Lo spettacolo ha avuto luogo durante la sfilata delle delegazioni sportive, che ha visto la partecipazione di 85 barche, numerosi dipinti artistici e presentazioni di artisti provenienti da tutto il mondo, in una cerimonia senza precedenti all'esterno di uno stadio olimpico.
“La Santa Sede è addolorata per alcune scene della cerimonia di apertura dei Giochi Olimpici di Parigi e non può che unirsi alle voci che si sono levate in questi giorni che deplorano l'offesa commessa contro numerosi cristiani e credenti di altre religioni”, si legge nel comunicato.
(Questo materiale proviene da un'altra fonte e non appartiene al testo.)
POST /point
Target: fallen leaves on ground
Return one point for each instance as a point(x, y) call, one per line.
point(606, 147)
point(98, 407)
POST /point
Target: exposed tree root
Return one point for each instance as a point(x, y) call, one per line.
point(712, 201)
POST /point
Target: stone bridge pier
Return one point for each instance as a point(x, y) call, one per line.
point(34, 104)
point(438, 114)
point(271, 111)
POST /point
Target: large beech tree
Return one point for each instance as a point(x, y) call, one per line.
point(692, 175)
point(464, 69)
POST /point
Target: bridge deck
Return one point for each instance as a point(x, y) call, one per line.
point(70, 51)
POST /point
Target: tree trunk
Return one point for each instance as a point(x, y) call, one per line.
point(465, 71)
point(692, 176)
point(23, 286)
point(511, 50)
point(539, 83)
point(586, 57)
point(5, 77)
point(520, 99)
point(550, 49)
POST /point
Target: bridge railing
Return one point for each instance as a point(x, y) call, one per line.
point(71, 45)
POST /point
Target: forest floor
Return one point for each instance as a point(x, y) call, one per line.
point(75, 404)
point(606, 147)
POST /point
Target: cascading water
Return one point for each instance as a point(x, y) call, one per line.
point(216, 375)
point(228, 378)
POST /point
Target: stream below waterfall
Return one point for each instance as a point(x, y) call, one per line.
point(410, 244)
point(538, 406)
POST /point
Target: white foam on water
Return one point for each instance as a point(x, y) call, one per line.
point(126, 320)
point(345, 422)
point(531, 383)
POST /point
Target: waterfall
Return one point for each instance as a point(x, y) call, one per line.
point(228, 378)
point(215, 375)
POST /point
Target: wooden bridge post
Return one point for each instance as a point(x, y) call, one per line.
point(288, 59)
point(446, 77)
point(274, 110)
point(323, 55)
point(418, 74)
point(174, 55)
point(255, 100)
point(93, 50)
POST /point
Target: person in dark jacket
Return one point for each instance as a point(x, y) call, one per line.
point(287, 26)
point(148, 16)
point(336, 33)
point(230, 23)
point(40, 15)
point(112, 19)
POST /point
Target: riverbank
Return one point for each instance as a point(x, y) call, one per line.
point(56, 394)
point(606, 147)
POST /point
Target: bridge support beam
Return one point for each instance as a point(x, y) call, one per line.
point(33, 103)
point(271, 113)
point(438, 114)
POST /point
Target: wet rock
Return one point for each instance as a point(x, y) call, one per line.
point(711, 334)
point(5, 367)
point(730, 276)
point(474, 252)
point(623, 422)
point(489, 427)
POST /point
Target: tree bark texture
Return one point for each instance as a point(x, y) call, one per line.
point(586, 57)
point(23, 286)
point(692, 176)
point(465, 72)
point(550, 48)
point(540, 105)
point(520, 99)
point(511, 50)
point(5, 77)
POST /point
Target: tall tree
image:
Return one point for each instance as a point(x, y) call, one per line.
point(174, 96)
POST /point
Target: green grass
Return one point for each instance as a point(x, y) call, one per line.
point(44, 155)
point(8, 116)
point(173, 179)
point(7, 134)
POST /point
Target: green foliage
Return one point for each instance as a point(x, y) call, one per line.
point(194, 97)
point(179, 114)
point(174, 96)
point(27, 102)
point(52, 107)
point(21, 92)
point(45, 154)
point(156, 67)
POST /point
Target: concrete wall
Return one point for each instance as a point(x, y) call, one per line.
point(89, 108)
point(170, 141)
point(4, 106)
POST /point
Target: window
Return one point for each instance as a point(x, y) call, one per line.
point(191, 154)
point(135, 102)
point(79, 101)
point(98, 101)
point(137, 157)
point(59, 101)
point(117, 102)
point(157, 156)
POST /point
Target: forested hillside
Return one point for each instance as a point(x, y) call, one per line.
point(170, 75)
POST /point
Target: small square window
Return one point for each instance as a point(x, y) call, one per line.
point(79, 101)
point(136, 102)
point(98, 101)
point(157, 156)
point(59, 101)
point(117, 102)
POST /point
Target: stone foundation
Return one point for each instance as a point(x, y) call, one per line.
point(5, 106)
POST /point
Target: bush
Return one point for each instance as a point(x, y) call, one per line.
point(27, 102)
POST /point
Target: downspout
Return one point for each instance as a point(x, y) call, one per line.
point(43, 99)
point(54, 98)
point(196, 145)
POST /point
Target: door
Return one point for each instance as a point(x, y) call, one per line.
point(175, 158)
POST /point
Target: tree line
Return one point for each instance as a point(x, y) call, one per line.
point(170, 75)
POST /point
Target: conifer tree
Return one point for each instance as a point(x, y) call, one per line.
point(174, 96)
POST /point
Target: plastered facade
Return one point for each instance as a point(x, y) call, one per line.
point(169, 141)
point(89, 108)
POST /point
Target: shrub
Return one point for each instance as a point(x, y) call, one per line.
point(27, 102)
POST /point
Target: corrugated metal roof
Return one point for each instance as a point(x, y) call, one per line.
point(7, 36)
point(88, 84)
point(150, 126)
Secondo il Vaticano, “non dovrebbero esserci allusioni che ridicolizzino le convinzioni religiose di molte persone in un evento prestigioso, dove il mondo intero si riunisce attorno a valori comuni”. La nota si conclude sottolineando che “la libertà di espressione, che ovviamente non viene messa in discussione, trova il suo limite nel rispetto degli altri”.
In mezzo alle polemiche, il Comitato Olimpico Internazionale (CIO) si era già espresso dichiarando che l'apertura non era intesa a mancare di rispetto ai gruppi religiosi. Inoltre, i responsabili dell'evento sostenevano che la scena fosse una rappresentazione di a festa pagana legati agli dei dell'Olimpo. (Con informazioni Ansa)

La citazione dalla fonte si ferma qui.